The next idea was to laminate a set of tents so that dry-erase markers could be used for the session, but then easily erased. I laminated a set and tried them out. The dry erase pens worked, but inconveniently rubbed off… so I tried WET-erase markers. Data on the tent usually doesn’t change, so the semi-permanency worked perfectly!
The laminated tents didn’t like to be folded and cause some buckling of the lamination material. My first round used card stock, but future version I just use regular paper and the lamination works much better.
But what about Character artwork? There are a staggering number of character combinations you can create from race, class, background, sex, weapon selection, and well pretty much anything. I couldn’t accommodate for all combinations, but I could try to find a bunch of them. I created a single PDF for each class, then found artwork for as many race and sex variations as I could find. I cut out each of the images, and use a simple paperclip to attach it to a character tent.

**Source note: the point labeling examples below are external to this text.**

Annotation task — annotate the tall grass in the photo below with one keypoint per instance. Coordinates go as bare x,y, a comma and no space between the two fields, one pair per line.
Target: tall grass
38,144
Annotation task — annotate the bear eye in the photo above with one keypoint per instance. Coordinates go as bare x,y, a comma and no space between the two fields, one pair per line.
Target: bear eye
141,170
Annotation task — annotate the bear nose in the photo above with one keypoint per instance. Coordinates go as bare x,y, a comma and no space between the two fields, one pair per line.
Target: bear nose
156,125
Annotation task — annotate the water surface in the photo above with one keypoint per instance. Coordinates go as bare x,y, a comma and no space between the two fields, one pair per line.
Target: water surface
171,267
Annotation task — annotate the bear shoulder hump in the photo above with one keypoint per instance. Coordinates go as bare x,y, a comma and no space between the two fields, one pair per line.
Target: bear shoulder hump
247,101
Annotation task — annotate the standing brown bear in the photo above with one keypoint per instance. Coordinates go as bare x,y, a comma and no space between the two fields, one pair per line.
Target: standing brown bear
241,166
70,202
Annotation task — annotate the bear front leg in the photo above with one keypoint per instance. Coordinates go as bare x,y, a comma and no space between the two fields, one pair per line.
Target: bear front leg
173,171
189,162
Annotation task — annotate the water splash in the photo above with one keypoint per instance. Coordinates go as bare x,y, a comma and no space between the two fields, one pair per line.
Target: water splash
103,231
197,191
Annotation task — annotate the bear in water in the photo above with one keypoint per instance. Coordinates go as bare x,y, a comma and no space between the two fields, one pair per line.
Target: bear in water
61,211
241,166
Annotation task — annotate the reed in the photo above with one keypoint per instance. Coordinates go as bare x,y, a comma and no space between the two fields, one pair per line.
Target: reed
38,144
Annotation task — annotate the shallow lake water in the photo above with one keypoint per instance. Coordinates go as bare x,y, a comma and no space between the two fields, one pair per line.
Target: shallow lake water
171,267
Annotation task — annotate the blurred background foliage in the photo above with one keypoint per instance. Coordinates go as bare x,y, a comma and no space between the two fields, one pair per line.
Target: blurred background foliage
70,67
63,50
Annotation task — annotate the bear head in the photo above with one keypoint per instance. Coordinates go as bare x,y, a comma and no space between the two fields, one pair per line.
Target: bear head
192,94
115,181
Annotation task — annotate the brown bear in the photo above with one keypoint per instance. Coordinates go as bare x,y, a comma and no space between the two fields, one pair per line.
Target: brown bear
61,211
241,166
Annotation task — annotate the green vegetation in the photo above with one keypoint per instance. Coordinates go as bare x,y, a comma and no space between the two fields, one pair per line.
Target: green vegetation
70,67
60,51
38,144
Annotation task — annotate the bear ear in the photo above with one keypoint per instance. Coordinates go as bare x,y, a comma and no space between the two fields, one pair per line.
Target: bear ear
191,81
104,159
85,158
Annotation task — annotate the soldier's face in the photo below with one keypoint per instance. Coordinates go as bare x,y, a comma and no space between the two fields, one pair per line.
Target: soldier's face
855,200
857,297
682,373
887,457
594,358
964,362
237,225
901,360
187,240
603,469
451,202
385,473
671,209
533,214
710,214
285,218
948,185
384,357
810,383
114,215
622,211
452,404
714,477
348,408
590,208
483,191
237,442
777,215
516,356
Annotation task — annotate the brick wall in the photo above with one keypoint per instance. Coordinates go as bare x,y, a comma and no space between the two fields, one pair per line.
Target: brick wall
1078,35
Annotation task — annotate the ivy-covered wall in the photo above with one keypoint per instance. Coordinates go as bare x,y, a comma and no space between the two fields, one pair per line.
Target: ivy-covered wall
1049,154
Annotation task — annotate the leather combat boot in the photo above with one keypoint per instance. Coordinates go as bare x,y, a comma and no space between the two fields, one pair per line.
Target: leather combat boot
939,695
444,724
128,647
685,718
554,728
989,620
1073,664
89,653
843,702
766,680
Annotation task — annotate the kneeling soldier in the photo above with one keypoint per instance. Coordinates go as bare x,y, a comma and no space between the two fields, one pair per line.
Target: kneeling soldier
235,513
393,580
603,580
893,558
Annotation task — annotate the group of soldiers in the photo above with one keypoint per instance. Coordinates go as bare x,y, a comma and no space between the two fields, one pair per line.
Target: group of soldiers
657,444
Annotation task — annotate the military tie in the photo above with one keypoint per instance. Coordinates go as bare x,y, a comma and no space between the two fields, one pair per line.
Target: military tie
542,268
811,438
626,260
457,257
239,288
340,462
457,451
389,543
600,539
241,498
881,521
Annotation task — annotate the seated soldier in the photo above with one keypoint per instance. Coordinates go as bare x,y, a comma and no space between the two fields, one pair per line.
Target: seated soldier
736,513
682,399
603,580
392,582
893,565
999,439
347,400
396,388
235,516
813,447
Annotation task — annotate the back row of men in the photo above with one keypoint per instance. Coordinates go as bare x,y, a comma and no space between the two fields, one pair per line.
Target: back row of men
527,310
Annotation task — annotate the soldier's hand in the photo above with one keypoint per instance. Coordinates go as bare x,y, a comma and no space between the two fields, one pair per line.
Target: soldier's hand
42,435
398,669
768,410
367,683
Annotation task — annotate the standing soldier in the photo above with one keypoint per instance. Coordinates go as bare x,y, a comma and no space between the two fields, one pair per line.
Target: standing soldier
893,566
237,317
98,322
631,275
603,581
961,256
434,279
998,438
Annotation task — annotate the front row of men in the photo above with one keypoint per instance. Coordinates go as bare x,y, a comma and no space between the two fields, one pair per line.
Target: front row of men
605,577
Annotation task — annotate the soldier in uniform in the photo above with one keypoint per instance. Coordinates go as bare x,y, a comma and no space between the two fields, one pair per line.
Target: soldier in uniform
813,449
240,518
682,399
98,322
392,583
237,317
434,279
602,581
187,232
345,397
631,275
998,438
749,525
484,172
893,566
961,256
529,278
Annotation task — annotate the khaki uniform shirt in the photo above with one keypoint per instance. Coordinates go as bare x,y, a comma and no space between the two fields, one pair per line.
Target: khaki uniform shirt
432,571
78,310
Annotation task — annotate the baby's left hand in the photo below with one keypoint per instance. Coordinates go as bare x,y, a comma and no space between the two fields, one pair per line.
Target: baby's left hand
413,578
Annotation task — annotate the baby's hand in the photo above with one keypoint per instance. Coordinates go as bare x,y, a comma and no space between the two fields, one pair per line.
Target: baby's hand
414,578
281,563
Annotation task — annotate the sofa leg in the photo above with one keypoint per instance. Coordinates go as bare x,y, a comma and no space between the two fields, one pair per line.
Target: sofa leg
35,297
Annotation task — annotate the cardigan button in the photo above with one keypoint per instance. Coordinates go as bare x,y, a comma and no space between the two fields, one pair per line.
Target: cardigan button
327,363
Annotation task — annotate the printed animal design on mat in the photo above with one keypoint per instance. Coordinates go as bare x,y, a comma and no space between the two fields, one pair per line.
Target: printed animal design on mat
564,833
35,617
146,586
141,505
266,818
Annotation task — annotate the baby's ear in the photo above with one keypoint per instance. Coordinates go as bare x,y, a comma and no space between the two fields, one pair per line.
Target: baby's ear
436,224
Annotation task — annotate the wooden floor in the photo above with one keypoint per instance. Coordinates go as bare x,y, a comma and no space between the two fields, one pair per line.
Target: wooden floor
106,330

I figured this would allow most people to find something that got close to their character to use for the session. If this idea caught on, players could even bring in their own artwork or even print out the entire tent and bring it with them to the game session.
Simplified Color Character Tents
Soon after I published this article, someone contacted me requesting a simplified version of the Character Tent so he could use them at conventions. After using these a few times, they turned out to be MUCH more useful for regular games, and much faster to fill out.
Simplified Color Character Cards
I was then lucky to DM the Epic “Reclamation of Phlan”. I didn’t want the burden of creating monster tents for all the combinations of encounters that were possible. Instead, I opted to create simple character cards so I could lay flat near my binder and easily reference everyone’s name and character names. For more simple games, I really enjoy this format. Plus, I can get 8x cards to a sheet so they’re more economical to print.
The Monster Tents
It’s nice to have tents for the Characters, but what about monsters? We’ll need tents for them too! I’ve been playing “The Lost Mines of Phandelver” with my kids. As part of my “draft 1” of these tents, I decided to make tents for all the monsters in this adventure and have them ready to go.
I went through a PDF version of the monster manual and screen-grabbed the stats, which I put on the back. I then found artwork in either the Monster Manual or online to put on the front. Having this printed on the back may not keep me out of the Monster Manual, but it should considerably reduce my time looking things up.
Details for the bigger monsters would not fit on the back and remain readable. I kept the most important details, and wrote “See Monster Manual”. For those bigger monsters, I’ll probably have that page earmarked and ready to go.
The same thought I had about character tents, I had about monsters… lamination. It would cost a lot to laminate ALL my monsters, but I’d be willing to do it later if they really worked out well. For now, they will remain as color cardstock. However, if I run a game and suddenly there’s a monster that pops up that I didn’t plan for, or created from a player spell, I need a way to create them on the fly and have them work with my tent system.
I decided to make blank monster tents. Very similar to the character tents but with different statistics on the back. The image area on the front could be used to doodle some simple artwork or write a few word description of the monster. Until I have a bigger library of monster tents, these blank canvases will hopefully fill the need. The back side I left a large blank area to short-hand in attacks or abilities. I considered a more structured approach, but figured this would give me more flexibility until I’m able to do some play testing.
So I just finished making these today, so I haven’t play tested them yet. I’m sure once they have some mileage under them I’ll be posting an update with the changes that I discovered they needed. Until then, I hope that these tents allow me to engage my players, and be a more engaged storyteller during battle instead of having my head in the manuals. Happy gaming everyone.